2017-12-11 21:07:13 | 映画
君の名は。(Your Name、2016日本、107分)
監督:新海誠 
声:神木隆之介、上白石萌音、長澤まさみ、市原悦子
 
たがいに全く知らない高校生の男の子と女の子が、夢の中で交錯し、目が覚めたら体はもとのまま、内面が入れ替わっている。そのままではなく、戻ることもあれば、LINE(?)などで連絡することもある。それぞれ戸惑い、そのうち会ってみたいと思い、女の子の住んでいる山村への彗星最接近というサスペンスがからまる。
 
しかし、この2時間弱、長く、最後までしっかり見続けようとしたら疲れた。この不思議な世界、ストーリーとしては関心を持ち続けること、それが主人公達にとってどれだけのものか感じることは、出来なかった。
 
私がこのSF的な世界に、というよりはSNSの世界が現実と代替しうる世界に、親しんでいないからなんだろうか。そう決めつけるのは性急か。
 
またこの彗星の話、なくてはならなかったか。
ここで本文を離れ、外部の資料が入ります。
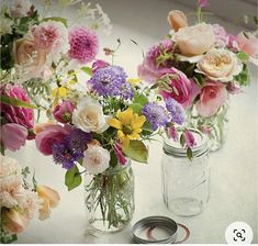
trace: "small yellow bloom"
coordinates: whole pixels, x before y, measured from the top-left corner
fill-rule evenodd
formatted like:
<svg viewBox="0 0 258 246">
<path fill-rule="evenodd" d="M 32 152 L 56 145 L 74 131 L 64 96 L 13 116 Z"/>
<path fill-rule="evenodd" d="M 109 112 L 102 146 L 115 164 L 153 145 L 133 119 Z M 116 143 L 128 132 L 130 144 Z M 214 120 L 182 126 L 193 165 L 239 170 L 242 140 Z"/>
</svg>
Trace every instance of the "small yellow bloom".
<svg viewBox="0 0 258 246">
<path fill-rule="evenodd" d="M 116 119 L 110 119 L 109 125 L 117 128 L 117 137 L 123 144 L 123 148 L 126 148 L 130 141 L 138 139 L 139 133 L 142 132 L 142 126 L 146 118 L 144 115 L 138 115 L 133 112 L 132 109 L 127 109 L 123 112 L 119 111 L 116 113 Z"/>
</svg>

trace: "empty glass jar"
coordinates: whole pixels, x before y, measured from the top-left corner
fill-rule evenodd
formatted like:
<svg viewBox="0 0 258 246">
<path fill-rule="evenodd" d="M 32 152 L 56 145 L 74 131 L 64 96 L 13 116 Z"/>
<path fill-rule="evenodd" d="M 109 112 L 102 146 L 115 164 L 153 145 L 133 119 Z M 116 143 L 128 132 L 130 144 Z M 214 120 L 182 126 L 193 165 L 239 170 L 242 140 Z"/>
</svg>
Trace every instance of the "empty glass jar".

これ抜きで、二人の間の話に集中し、もう少し短くまとめ、より実験的な、確信犯的なものとしてもよかったのではないか。
 
それでも絵として優れているとは思う。建物、乗り物などを主とした外景、日常の道具などは、きわめてリアルに表出される一方、主人公たちを中心とする主たる人物たちは典型的に優れたフラット(スーパーフラット?)で、これは「約束」なんだろうが、それはどうでも技法としてきわめて洗練されている。また頻出する画面中心線の「引き戸」のクローズは、場面転換のトリガーとして効果的だ。
 
肩すかしにあったようなのだが、このおそらく何億人かにうけた作品、私とちがう世代にはなにか強いインパクトがあるのだろう。